Sunday, 27 July 2014

mathematical finance - Matching Dynamic Trading Strategies with Derivatives

I understand your problem is:



(i) You have a time-dependent p&l(I call it pay-off) from trading a portfolio of financial assets (although this doesn't really matter)



(ii) You want to find a static portfolio of assets, replicating this p&l in every state of the world (called the replicating portfolio).



This can be done very easy if:



(a) you work in discrete time, i.e. the pay-off you are trying to match is a finite vector of random variables $G_1$, ..., $G_T$



(b) the pay-off does not depend on the path of the underlying assets you are trading in.



Under these conditions it suffices to find a replicating portfolio at a single time $t$ of pay-off. The pay-off is a real-valued function $f=f(S_t)$ within some function-space and what you really want to do is to approximate $f$ by a set of basis function (i.e. the options).



Of course there are many ways to approximate $f$ as well as many possible choices for basis functions. The best approach will depend on your specific set-up. You have to decide
(A) What function space you are working in: Is piecewise linear OK or will your trading strategy produce discontinuities?
(B) What are your basis instruments? If you are looking for a practical solution you will be restricted to traded instruments, i.e. no far out-of-the money stuff, no digital options and so on.
(C) What is your notion of error? $L^2$ is natural but maybe you have a specific utility or risk aversion?
(D) What is your method of discretizing domain and range of $f$?

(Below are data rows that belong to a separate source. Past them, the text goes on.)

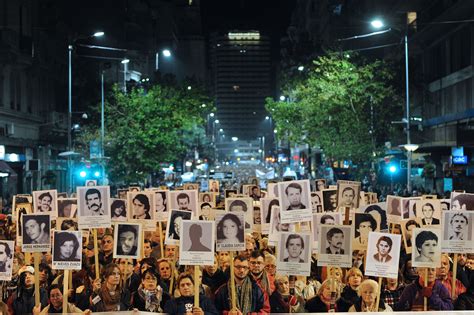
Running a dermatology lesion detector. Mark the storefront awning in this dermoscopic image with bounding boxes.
[0,161,16,177]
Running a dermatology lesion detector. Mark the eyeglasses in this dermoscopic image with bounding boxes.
[234,266,249,270]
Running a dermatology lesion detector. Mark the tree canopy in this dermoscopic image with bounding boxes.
[266,53,402,163]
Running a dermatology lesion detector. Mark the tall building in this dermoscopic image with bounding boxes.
[210,30,272,141]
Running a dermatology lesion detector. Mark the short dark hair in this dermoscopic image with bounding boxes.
[377,235,393,250]
[285,234,304,248]
[326,227,344,240]
[84,188,102,201]
[285,183,303,195]
[415,231,438,252]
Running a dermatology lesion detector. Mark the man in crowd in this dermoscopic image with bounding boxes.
[215,256,270,315]
[249,250,275,297]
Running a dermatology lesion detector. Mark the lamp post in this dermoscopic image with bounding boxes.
[67,31,105,192]
[370,19,418,193]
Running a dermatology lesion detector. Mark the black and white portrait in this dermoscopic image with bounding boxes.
[113,222,142,259]
[365,232,401,278]
[33,190,58,219]
[168,190,198,215]
[58,198,77,218]
[322,189,337,212]
[0,240,15,281]
[53,231,82,269]
[127,191,155,220]
[318,225,353,268]
[165,209,191,245]
[278,180,313,223]
[337,180,360,209]
[77,186,111,229]
[110,198,128,222]
[277,232,311,275]
[416,199,441,226]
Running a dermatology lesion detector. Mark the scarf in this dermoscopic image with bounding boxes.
[100,284,122,312]
[138,286,163,313]
[227,277,252,314]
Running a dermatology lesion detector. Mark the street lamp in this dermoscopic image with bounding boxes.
[67,31,105,192]
[370,19,412,193]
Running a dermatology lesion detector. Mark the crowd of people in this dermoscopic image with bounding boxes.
[0,178,474,315]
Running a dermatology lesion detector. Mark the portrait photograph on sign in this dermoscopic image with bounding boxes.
[153,190,168,222]
[110,198,128,222]
[364,232,401,279]
[0,240,15,281]
[357,202,388,232]
[352,213,379,250]
[77,186,111,229]
[165,209,192,245]
[278,180,313,223]
[33,190,58,220]
[411,226,442,268]
[225,197,253,232]
[441,210,474,254]
[311,191,323,213]
[179,220,215,266]
[311,212,342,252]
[209,179,220,193]
[337,180,360,209]
[416,199,441,226]
[400,217,421,254]
[113,222,143,259]
[58,198,77,218]
[314,178,327,192]
[318,225,353,268]
[21,213,51,252]
[277,232,311,276]
[168,190,198,216]
[322,189,337,212]
[260,197,280,234]
[451,192,474,211]
[53,231,82,270]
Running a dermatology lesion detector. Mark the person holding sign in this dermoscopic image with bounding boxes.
[394,268,453,311]
[415,231,438,262]
[349,279,393,313]
[165,273,219,315]
[215,255,270,315]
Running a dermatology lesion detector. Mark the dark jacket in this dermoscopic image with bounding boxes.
[215,280,270,315]
[304,295,340,313]
[393,278,453,311]
[164,294,219,315]
[8,288,48,315]
[337,285,359,312]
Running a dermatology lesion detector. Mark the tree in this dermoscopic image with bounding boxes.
[80,83,212,182]
[266,53,402,169]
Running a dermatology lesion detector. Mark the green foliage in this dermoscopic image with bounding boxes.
[81,84,213,182]
[266,54,402,163]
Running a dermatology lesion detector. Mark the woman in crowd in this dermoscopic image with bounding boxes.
[349,279,392,313]
[165,273,219,315]
[305,279,341,313]
[92,263,130,312]
[339,267,364,312]
[132,268,170,313]
[270,276,305,313]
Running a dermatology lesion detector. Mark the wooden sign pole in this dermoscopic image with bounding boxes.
[194,266,201,307]
[158,222,165,258]
[423,268,428,312]
[33,253,41,306]
[372,277,383,312]
[63,270,70,314]
[92,229,100,280]
[448,254,458,301]
[229,251,238,311]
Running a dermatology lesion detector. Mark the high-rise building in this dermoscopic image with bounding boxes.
[210,30,272,141]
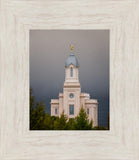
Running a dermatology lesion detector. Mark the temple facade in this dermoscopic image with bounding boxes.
[50,47,98,126]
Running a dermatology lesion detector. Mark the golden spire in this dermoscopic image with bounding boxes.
[70,44,73,52]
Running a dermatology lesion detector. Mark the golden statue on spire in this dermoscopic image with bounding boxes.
[70,44,73,52]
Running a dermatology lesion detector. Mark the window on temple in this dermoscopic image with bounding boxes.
[87,108,89,114]
[55,108,57,114]
[69,105,74,115]
[70,67,73,77]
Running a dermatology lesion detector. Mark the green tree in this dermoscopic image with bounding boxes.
[30,89,46,130]
[75,107,93,130]
[54,111,68,130]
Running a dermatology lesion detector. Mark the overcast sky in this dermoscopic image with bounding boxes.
[30,30,109,126]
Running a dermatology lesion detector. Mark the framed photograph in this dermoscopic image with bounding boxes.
[30,29,110,130]
[0,0,139,160]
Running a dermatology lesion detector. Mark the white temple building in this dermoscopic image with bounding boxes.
[50,45,98,126]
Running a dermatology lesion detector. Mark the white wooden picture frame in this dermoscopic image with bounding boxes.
[0,0,139,160]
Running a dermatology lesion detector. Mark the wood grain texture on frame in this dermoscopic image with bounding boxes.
[0,0,139,160]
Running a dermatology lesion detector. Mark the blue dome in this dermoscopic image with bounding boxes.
[65,53,79,67]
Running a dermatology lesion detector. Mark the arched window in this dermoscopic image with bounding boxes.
[70,67,73,77]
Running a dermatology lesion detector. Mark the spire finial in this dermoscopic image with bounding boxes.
[70,44,73,53]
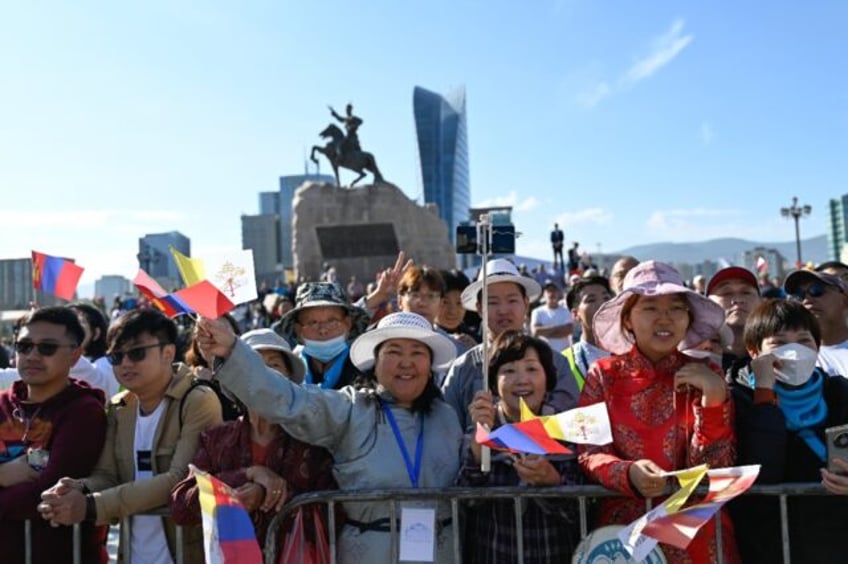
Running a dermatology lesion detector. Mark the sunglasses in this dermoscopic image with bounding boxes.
[792,282,827,300]
[106,343,163,366]
[15,341,76,356]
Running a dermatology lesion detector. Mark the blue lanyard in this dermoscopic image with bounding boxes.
[380,402,424,488]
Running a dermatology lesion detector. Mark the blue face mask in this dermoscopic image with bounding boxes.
[303,335,347,362]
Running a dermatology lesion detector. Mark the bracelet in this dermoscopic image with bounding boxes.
[83,494,97,522]
[754,388,777,405]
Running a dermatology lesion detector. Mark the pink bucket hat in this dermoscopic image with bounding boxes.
[592,260,724,354]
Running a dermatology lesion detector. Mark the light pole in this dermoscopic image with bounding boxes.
[780,196,813,268]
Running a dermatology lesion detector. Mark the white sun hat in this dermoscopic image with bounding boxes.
[350,311,456,370]
[462,259,542,311]
[240,329,306,381]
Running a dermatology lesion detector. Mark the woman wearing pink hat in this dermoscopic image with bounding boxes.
[579,261,739,562]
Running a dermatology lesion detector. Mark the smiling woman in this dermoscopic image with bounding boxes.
[198,312,462,563]
[458,331,580,563]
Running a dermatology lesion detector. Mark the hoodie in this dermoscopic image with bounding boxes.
[0,378,106,564]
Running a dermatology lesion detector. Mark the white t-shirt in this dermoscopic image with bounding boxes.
[131,400,174,564]
[530,304,574,353]
[816,341,848,378]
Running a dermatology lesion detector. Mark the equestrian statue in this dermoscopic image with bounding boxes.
[309,104,383,188]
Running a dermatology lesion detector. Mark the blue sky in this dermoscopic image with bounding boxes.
[0,0,848,290]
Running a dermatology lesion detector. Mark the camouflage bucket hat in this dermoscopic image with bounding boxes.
[277,282,369,341]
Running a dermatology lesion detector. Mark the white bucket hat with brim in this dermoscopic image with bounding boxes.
[350,311,456,371]
[592,261,724,354]
[240,329,306,381]
[462,259,542,311]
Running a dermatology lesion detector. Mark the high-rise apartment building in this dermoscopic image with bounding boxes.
[827,194,848,260]
[412,86,471,243]
[136,231,191,290]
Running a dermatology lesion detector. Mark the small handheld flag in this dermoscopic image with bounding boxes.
[189,464,262,564]
[32,251,85,300]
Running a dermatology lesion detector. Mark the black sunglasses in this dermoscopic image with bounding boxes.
[106,343,164,366]
[792,282,827,300]
[15,341,76,356]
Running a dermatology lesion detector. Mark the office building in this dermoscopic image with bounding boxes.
[827,194,848,260]
[241,174,336,270]
[94,274,132,306]
[412,86,471,243]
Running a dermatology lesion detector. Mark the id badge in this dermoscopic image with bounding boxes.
[400,506,436,562]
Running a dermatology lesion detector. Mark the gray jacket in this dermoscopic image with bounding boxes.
[216,341,462,563]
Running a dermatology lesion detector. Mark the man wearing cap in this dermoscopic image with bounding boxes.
[707,266,760,372]
[530,280,574,353]
[275,282,368,390]
[442,259,579,429]
[784,270,848,377]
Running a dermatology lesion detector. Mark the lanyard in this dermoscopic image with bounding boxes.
[380,402,424,488]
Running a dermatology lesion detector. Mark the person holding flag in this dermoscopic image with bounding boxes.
[578,261,739,563]
[197,312,462,564]
[457,331,581,564]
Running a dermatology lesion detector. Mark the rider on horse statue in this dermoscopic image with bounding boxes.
[310,104,383,187]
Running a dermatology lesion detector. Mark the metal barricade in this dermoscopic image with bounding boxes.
[264,483,832,564]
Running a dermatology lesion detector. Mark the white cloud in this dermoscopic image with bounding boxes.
[700,121,716,145]
[577,80,612,110]
[555,208,613,228]
[0,209,188,230]
[645,208,743,231]
[622,20,695,84]
[472,190,539,212]
[560,19,695,110]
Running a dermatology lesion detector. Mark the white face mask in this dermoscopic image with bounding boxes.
[683,349,721,367]
[771,343,819,386]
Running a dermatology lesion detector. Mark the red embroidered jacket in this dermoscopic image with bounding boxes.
[579,347,739,563]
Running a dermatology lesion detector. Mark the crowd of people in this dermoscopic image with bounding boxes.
[0,254,848,563]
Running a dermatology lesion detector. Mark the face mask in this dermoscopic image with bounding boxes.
[771,343,818,386]
[683,349,721,367]
[303,335,347,362]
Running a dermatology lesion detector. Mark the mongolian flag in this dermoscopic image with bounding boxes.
[32,251,85,300]
[133,268,192,317]
[189,464,262,564]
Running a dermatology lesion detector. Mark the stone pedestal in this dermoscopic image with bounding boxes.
[292,182,456,287]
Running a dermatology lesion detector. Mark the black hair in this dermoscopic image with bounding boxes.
[69,302,109,359]
[106,309,177,350]
[19,306,85,347]
[488,331,557,395]
[440,268,471,294]
[742,298,821,351]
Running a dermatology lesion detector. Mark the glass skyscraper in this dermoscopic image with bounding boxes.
[412,86,471,243]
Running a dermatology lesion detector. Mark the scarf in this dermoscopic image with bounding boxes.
[300,345,350,390]
[774,368,827,462]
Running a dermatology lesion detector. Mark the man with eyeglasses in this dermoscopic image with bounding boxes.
[0,307,107,563]
[783,270,848,377]
[38,310,222,564]
[272,282,368,390]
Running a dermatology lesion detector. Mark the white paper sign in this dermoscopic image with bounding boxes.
[400,507,436,562]
[203,249,258,305]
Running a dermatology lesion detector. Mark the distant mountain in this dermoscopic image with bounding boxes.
[612,235,828,264]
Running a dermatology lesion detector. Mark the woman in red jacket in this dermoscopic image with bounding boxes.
[579,261,739,563]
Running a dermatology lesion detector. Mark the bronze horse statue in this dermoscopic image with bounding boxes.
[309,123,383,188]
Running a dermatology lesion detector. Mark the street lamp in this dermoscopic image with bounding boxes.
[780,196,813,268]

Anyway if there are not too many times and underlying assets involved, this might be something simple enough to do in Excel.



On the other hand if condition (b) above is not fulfilled, you are most likely in for some trouble. Path dependency creates lots of problems ("curse of dimension") and from a practical perspective you will have trouble finding sufficiently many path-dependent instruments for replication. The method of choice in that case is a regression approach. I.e. regress the pay-off from your strategy against various instruments you deem appropriate.